Which shell are you using? MinGW or WSL?

IWareQ commented 2 years ago

Which shell are you using? MinGW or WSL?

PowerShell (default in Windows 10)

incaseoftrouble commented 2 years ago

Well, its a bash skript (.sh) not a powershell script (.ps1), this won't work. Install WSL and run it from bash. Or replicate the script. Its not doing much besides calling jdeps -recursive -regex "it\.unimi\.dsi\.fastutil\..*" -verbose:class -cp "<your jar>"

IWareQ commented 2 years ago

I installed WSL but it didn't work for me, it still returns ->.class. But jdeps ...

image what next?

incaseoftrouble commented 2 years ago

interesting. Which distribution? I guess Ubuntu from the looks of it.

Probably jdeps slightly changed their output format. You can extract the list of classes in the middle (all the "it.unimi..." being referenced) and pack that into a file (dependencies.txt) and then do find-deps.sh minimize yourjar.jar dependencies.txt if I remember correctly

IWareQ commented 2 years ago

interesting. Which distribution? I guess Ubuntu from the looks of it.

Probably jdeps slightly changed their output format. You can extract the list of classes in the middle (all the "it.unimi..." being referenced) and pack that into a file (dependencies.txt) and then do find-deps.sh minimize yourjar.jar dependencies.txt if I remember correctly

Yes, Ubuntu. Returned "Resolving transitive dependencies​"

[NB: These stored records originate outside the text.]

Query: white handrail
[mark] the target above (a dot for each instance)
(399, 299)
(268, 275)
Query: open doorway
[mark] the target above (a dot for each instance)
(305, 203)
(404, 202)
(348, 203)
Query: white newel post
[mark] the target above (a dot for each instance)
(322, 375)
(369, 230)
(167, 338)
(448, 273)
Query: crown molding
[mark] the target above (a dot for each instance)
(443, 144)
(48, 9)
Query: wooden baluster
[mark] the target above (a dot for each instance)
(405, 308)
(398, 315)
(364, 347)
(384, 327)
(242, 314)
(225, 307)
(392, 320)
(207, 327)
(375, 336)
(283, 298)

incaseoftrouble commented 2 years ago

Hm, it seems jdeps significantly changed its functionality. I can't find a way to restrict it to only analysing the given classes as roots.

To fix this, one would need to write something that parses the complete output of jdeps (essentially, a list of all dependencies in fastutil) and then build the dependency tree for the given dependencies.

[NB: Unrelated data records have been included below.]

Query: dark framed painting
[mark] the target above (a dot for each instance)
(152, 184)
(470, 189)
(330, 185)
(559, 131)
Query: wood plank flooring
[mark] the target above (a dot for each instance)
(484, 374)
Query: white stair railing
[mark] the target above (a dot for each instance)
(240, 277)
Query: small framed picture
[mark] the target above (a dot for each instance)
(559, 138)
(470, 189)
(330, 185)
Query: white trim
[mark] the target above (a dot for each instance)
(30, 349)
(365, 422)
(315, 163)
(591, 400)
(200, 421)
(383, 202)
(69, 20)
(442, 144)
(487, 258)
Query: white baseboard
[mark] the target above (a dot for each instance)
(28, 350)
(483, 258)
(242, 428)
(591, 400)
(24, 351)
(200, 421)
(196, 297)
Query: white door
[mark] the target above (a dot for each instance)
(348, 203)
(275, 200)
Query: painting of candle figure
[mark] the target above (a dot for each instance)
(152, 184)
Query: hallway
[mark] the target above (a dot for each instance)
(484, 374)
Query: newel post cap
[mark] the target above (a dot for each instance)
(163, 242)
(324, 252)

Doable, but its probably easier to just minimize the final jar with proguard or similar.

IWareQ commented 2 years ago

Why not fix the script?

vigna commented 2 years ago

Hey, why not capitalize on split.sh? It does exactly what you need (I think).

incaseoftrouble commented 2 years ago

Why not fix the script?

As I just said, jdeps changed how it works apparently.

IWareQ commented 2 years ago

Hey, why not capitalize on split.sh? It does exactly what you need (I think).

If it creates an archive with the files that I use the project, then - yes, this is what I need. How use this script?

IWareQ commented 2 years ago

maybe open issue?)

incaseoftrouble commented 2 years ago

split.sh separates fastutil in the native datatypes (int long double Object). Just run it in fastutil source folder after compiling. You'll save ~15 MB.

find-deps.sh won't work because of change in jdeps behaviour. Considering the minimal benefits and many caveats of this script I don't see a reason to fix it (PR is welcome of course).

IWareQ commented 2 years ago

split.sh separates fastutil in the native datatypes (int long double Object). Just run it in fastutil source folder after compiling. You'll save ~15 MB.

find-deps.sh won't work because of change in jdeps behaviour. Considering the minimal benefits and many caveats of this script I don't see a reason to fix it (PR is welcome of course).